Insurers are to notify the Registrar of all appointments or terminations of directors or managing executives. The Registrar may require the termination or appointment of a director, managing executive, public officer, statutory actuary or auditor if it is believed that they are not fit and proper.
The Registrar’s approval is needed to issue debentures and some forms of preference shares.
Authorisation is also needed if more than 25% of the shareholding of the company is to be transferred to another shareholder.

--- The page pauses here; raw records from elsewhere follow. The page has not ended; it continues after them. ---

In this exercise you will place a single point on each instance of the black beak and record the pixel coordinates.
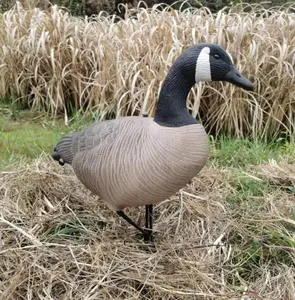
(236, 78)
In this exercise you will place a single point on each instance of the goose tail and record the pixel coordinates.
(63, 152)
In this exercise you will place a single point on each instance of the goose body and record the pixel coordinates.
(134, 161)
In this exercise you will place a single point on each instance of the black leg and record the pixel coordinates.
(126, 218)
(149, 222)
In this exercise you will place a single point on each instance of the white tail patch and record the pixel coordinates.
(231, 58)
(203, 70)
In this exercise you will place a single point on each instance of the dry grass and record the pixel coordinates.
(51, 60)
(59, 242)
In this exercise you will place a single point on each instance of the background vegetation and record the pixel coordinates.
(53, 61)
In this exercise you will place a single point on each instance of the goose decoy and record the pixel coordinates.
(134, 161)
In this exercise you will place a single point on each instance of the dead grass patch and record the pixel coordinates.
(51, 60)
(58, 241)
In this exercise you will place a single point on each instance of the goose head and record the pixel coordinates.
(212, 63)
(201, 62)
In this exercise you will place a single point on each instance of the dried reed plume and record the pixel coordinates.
(51, 60)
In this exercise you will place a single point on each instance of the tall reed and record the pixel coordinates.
(53, 61)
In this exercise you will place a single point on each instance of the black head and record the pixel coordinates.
(213, 63)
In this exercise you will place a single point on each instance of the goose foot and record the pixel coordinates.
(147, 234)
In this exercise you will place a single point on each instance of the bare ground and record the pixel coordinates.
(214, 239)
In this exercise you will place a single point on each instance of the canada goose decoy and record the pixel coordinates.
(134, 161)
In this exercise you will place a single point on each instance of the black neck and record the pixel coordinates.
(171, 109)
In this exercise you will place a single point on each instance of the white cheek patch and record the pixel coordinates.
(231, 58)
(203, 70)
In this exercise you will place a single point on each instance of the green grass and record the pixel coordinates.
(252, 212)
(25, 134)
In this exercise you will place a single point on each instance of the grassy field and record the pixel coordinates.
(227, 235)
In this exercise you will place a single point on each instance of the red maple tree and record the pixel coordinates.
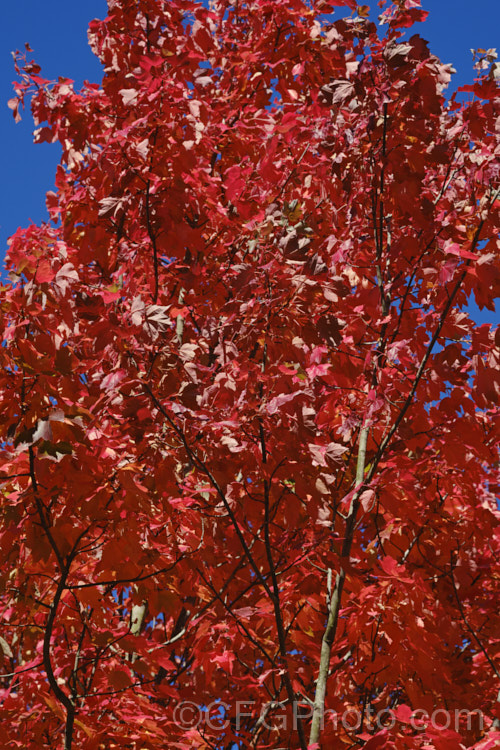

The section also regulates the appointment of an auditor and stipulates that the auditor must notify the Registrar of anything which could prejudice the financial soundness of the insurance company. The appointment of an audit committee is compulsory.
Section 19A of the Act provides for the appointment of a Statutory Actuary.
The role of the Statutory Actuary in a short-term insurer
A professional whose duty it is to protect the policyholders and to report on the financial health of the insurer.
The actuary is granted powers under this section to help him or her discharge his/her professional duties.
Short-term insurance Act: Part IV: Financial Arrangements
A short-term insurer may not without approval of the Registrar: (4)
- encumber any of its assets
- allow its assets to be held by another person on its behalf;
- directly or indirectly borrow an asset, sign surety-ship or give personal security
- include in its assets shares directly or indirectly held in its holding company
Short-term insurance Act: Part IV: Financial Arrangements
A short-term insurer may also not invest in derivatives unless: (3)
- it is acquired out of surplus assets;
- it is acquired for efficient portfolio management and to reduce investment risk;
- the insurer has the underlying asset available for settlement purposes.
Short-term insurance Act: Part IV: Financial Arrangements
4 Technical provisions that an insurer must hold
- outstanding claims - calculated as case estimates;
- IBNR
- unearned premium provision
- unexpired risk provision
Short-term insurance Act: Part IV: Financial Arrangements
Calculation of Unearned Premium Provision (excluding reinsurance policies)
Minimum amount of the Unearned Premium Provision
= (A - B) x (z - C/D) + E
A - gross premium (excl VAT)
B = refunded premiums (cancellations / changes)
+ reinsurance premiums
+ net commission payable
C - number of days from commencement of incidence of risk, until day of calculation.